Valerie und ihr Priester
Projekt Journalistin begleitet Kaplan und schreibt darüber. Aus dieser Idee wurde eines der erfolgreichsten Internet-Angebote der katholischen Kirche
Da hat sich die katholische Kirche einmal was getraut, ein bisschen was zumindest – und wurde dafür belohnt. Mit Klicks. Klicks für das Projekt „Valerie und der Priester“, das vor einem Jahr startete und heute endet. Nach Angaben der Deutschen Bischofskonferenz hat sich das Projekt zu einem der erfolgreichsten Angebote der katholischen Kirche im Internet entwickelt.
„Valerie und der Priester“traf offensichtlich einen Nerv. Vor allem junge Menschen fanden sich in den Texten und Videos der 26-jährigen Berliner Journalistin Valerie Schönian wieder. Sie reiste mehrfach zu Kaplan Franziskus von Boeselager nach Münster und löcherte ihn mit ihren Fragen. Konfrontierte ihn mit ihren Zweifeln.
Sie erlebte ihn in seinem Alltag und stritt mit ihm über die Haltung der katholischen Kirche etwa zu Homosexuellen. Seit 20. Mai 2016 berichtete sie darüber auf www.valerie-und-der-priester.de. Den Blog lasen durchschnittlich 60000 Menschen im Monat. Die Zahl der erreichten Nutzer in sozialen Netzwerken liegt insgesamt bei bis zu einer Million im Monat. Die katholische Kirche ließ sie machen, zugleich war „Valerie und der Priester“ein Projekt des Zentrums für Berufungspastoral der Deutschen Bischofskonferenz. Was auch nie verschleiert wurde.

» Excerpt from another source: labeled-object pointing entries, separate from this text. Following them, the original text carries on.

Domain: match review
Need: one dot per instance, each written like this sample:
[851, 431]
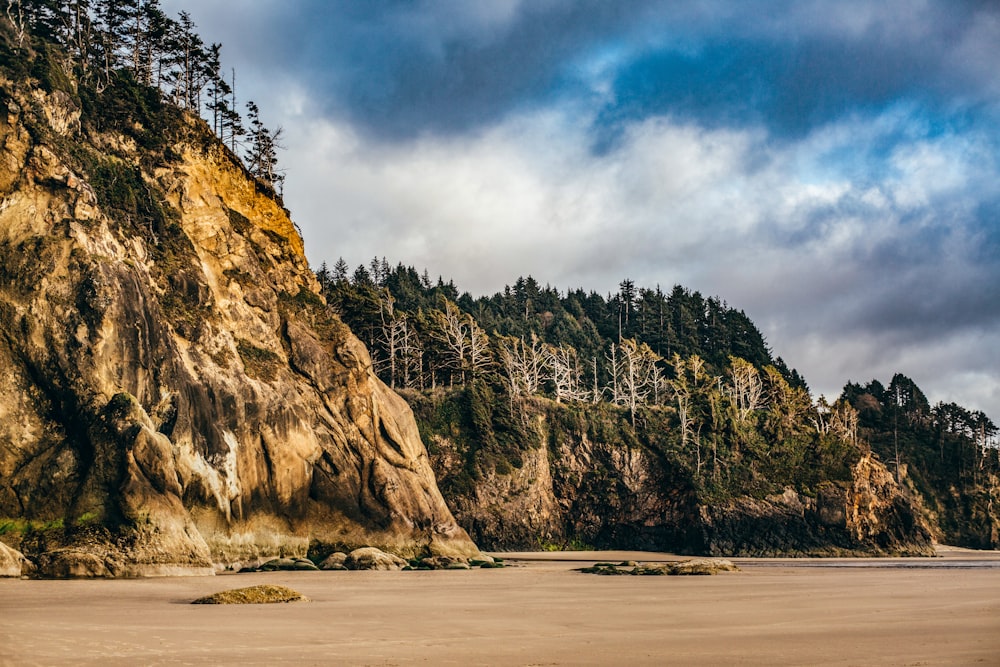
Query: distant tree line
[103, 41]
[948, 453]
[676, 359]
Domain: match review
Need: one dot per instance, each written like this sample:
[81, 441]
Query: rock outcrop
[12, 561]
[572, 488]
[176, 394]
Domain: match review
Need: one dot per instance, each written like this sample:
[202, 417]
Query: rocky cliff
[176, 395]
[586, 479]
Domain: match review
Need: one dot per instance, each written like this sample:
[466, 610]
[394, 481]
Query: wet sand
[943, 611]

Die Idee: gut; die Umsetzung: zeitgemäß. Schönian stammt aus Magdeburg, wurde evangelisch getauft und ging auf ein katholisches Gymnasium. Aus der Kirche ist sie vor kurzem ausgetreten. In einem ersten Rückblick stellte sie fest: „Es waren so viele Begriffe, Abläufe, Menschen und Emotionen auf einmal – während meiner ersten Wochen lag ich jeden Abend im Bett mit Tabernakel-Monstranz-Kopfschmerzen.“Vor wenigen Tagen dann versuchte sie sich an einer Antwort auf die Frage: Was glaube ich?
Im letzten Jahr habe es einige Situationen gegeben, die etwas mit ihr gemacht hätten: der Weltjugendtag, Weihnachten, diese „vielen Momente, in denen ich Menschen dabei zusehen konnte, was der Glaube mit ihnen macht: diese zärtlichen Blicke; dieses Lächeln; die Art, wie sie ihre Hände falten“, schrieb sie. Das zu Valerie. Und der Priester?
Franziskus von Boeselager ist 39 Jahre alt und hat erst nach Ostern zum ersten Mal gelesen, was Schönian über ihre Treffen notierte. Er reagierte mit einem Brief, den die Journalistin am 12. Mai veröffentlichte. Oft habe er schmunzeln müssen, schrieb er, beim Lesen habe es auch peinliche Momente für ihn gegeben. Leser des Blogs jedoch hätten einen „sehr ehrlichen Einblick in einen Menschen bekommen, der für eine Institution steht, die sonst oft argwöhnisch beäugt wird“.